Distributed Training Patterns

"""
Distributed training patterns, ranked by complexity:

1. Data Parallelism (DistributedDataParallel — DDP/FSDP)
   - Each GPU has the full model, processed different data batches
   - Synchronize gradients after each step
   - Best for: most models, moderate scale (up to 16 GPUs easily)
   - Complexity: easy

2. Tensor Parallelism
   - Split model weights across GPUs
   - Each GPU has a piece of the matrix
   - Best for: large models (70B+) on multiple GPUs
   - Complexity: moderate

3. Pipeline Parallelism
   - Split layers across GPUs (layer 1-10 on GPU 1, layer 11-20 on GPU 2)
   - Each GPU processes different layer at different time
   - Best for: very deep models on limited GPU memory
   - Complexity: high

4. Hybrid (Tensor + Pipeline + Data)
   - Combine all three
   - Best for: training massive models (100B+ tokens)
   - Complexity: extreme
   - Example: PaLM used 256 GPUs with tensor-pipeline-data parallelism

For most teams: Data Parallelism (FSDP) + Tensor Parallelism (Megatron)
This gets you to 70B models with 8-16 GPUs. That's where most people stop.
"""

Checkpoint Strategy (Save What Matters)

"""
Best practices for checkpointing:

1. Save every N steps (configurable, typically 500-2000)
   - Frequent saves: less data loss on crash
   - Infrequent saves: less disk I/O
   - Sweet spot: every 1000 steps for normal training, every 500 for unstable

2. Save best model (lowest validation loss) separately
   - Always keep the best checkpoint
   - Name it clearly: "best_model_step_5000.pt"

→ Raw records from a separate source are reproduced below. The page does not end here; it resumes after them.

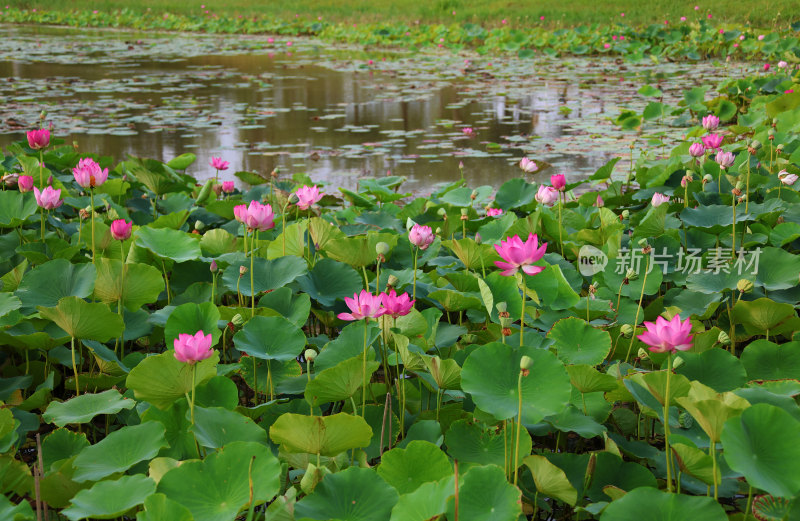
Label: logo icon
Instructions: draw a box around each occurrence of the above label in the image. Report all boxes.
[578,244,608,277]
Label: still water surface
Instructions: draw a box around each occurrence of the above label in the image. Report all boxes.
[0,25,736,193]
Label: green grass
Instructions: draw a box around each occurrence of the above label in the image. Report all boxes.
[5,0,800,28]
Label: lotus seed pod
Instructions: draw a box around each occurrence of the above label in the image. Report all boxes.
[620,324,633,338]
[736,279,753,293]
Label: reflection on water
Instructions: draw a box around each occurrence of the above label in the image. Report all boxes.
[0,23,728,192]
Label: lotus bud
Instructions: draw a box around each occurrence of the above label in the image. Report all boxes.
[620,324,633,338]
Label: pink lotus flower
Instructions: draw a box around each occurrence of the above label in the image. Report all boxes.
[778,170,797,186]
[72,157,108,188]
[550,174,567,192]
[111,219,133,241]
[380,288,415,318]
[650,192,669,208]
[534,185,558,206]
[703,114,719,130]
[239,200,275,232]
[337,289,386,320]
[28,128,50,150]
[714,150,736,168]
[636,315,692,353]
[173,329,214,364]
[209,157,230,170]
[233,204,247,223]
[17,175,33,193]
[494,233,547,277]
[33,186,64,210]
[295,186,322,210]
[408,223,436,250]
[700,134,723,150]
[689,143,706,157]
[519,157,539,174]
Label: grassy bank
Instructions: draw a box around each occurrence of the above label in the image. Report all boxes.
[6,0,798,28]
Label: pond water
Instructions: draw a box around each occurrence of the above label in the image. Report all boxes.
[0,25,744,193]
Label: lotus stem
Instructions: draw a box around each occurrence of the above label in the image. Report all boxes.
[558,192,566,257]
[361,318,369,418]
[664,352,672,493]
[250,230,258,318]
[617,257,648,363]
[189,362,197,425]
[89,187,95,264]
[161,256,170,306]
[69,336,81,396]
[708,440,718,501]
[734,152,752,212]
[511,371,524,487]
[519,275,528,347]
[411,248,419,300]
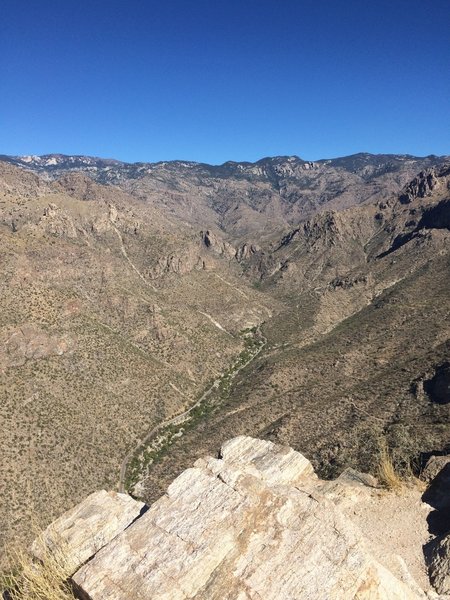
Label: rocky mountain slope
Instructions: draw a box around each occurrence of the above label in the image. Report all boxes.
[0,154,450,568]
[12,437,450,600]
[0,153,445,243]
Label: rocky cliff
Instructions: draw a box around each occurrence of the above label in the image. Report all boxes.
[23,436,450,600]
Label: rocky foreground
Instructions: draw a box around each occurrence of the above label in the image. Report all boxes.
[25,436,450,600]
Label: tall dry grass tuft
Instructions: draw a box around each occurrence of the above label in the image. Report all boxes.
[377,442,405,492]
[4,548,75,600]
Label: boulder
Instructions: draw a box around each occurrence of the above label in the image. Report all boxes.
[73,437,425,600]
[31,490,145,574]
[429,535,450,594]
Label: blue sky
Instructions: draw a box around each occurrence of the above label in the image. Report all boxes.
[0,0,450,163]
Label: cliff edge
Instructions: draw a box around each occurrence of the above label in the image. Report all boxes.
[26,436,445,600]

3. Use incremental checkpointing
   - Don't overwrite previous checkpoints
   - Keep last N checkpoints (or use checkpointing to save space

4. Use checkpoint compression (save as .tar.gz or bfloat16)
   - Reduces disk space by 2-4x
   - Minimal impact on training speed

5. Store checkpoints in object storage (S3, GCS, etc.)
   - Not on local disk
   - Local disk can fill up, corrupt, or disappear
   - Object storage survives hardware failure

Checkpointing checklist:
- [ ] Automatic checkpointing every N steps
- [ ] Best model saved separately
- [ ] Checkpoints stored in object storage
- [ ] Checkpoint compression enabled
- [ ] Resume from checkpoint works (test this!)
"""

Practical Pipeline Example

"""
Minimal training pipeline (what you need to build):

class TrainingPipeline:
    def __init__(self):
        self.data_manager = DVCManager()  # Version control
        self.experiment_tracker = MLflowTracker()  # Track experiments
        self.checkpoint_saver = CheckpointManager()  # Save checkpoints
        self.distributed_trainer = DDPTrainer()  # Train on multiple GPUs
    
    def run(self, config):
        # 1. Setup data
        train_data = self.data_manager.load("train-v12.3")
        val_data = self.data_manager.load("val-v12.3")
        
        # 2. Start experiment
        run = self.experiment_tracker.start_run(config)
        
        # 3. Train
        for epoch in range(config.epochs):
            train_loss = self.distributed_trainer.train(train_data)
            val_loss = self.distributed_trainer.validate(val_data)
            
            # Log metrics
            self.experiment_tracker.log_metrics(epoch, train_loss, val_loss)
            
            # Save checkpoint
            if epoch % 10 == 0:
                self.checkpoint_saver.save(
                    model=self.distributed_trainer.model,
                    epoch=epoch,
                    val_loss=val_loss
                )
        
        # 4. Final metrics
        final_metrics = self.distributed_trainer.evaluate(val_data)
        self.experiment_tracker.finish_run(final_metrics)
"""

Summary

Training pipelines are infrastructure:

Build with reproducibility as the first priority. If you can’t reproduce it, it didn’t happen.